John Wesley Harding Investigated by Feds?



He’s no record biz
puppet, but rumors of contractual issues and internet fraud still swirl around beloved


By Fred Mills


Back in February we had in in-depth interview with
singer/songwriter/author/prankster/raconteur John Wesley Harding about his new
album Who Was Changed and Who Was Dead and about the ups and downs of establishing his own label, Popover Corps, to
release the album as well as records by such cult artists as songwriter Tucker
Crowe, avant-skronk legends The Suave Loins of Darkness and first-generation
punks Zeroville. At the time, Harding explained his rationale in going the
grassroots route thusly:


“My own case is like everyone else’s: I might have meant that “being on
major labels was impossible” because none of them would sign me. As for
indies, you ended up wondering just why you were giving them ownership of your
music when you could do it all yourself – but I was too lazy to do it myself
and was, in fact, the perfect artist for the old school paradigm. And that was
the spark for Popover: I was going to release Who was Changed and Who was
on Popover and I thought it would be lonely without some label mates,
plus people like labels to have an identity. And it all rolled from there.”

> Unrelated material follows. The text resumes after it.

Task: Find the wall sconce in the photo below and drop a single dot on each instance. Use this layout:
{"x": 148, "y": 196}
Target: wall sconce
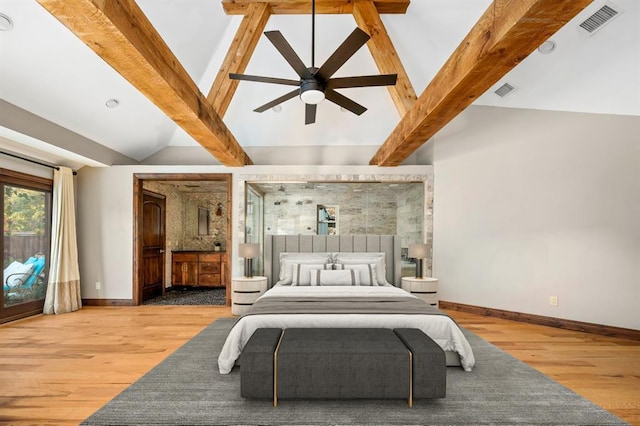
{"x": 418, "y": 252}
{"x": 248, "y": 251}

More recently, at SXSW in Austin last month, Harding participated in a
well-attended panel titled “Make a 360 Deal With Yourself” in which he and
several others, including BLURT fave Amanda Palmer, discussed the ramifications
of artists taking greater control of their careers in the current music
industry climate; in his case, not only working for himself but operating as a
label boss as well. Indeed, since rolling out his label, Harding’s received a
substantial amount of interest in his operations – possibly too much, in fact.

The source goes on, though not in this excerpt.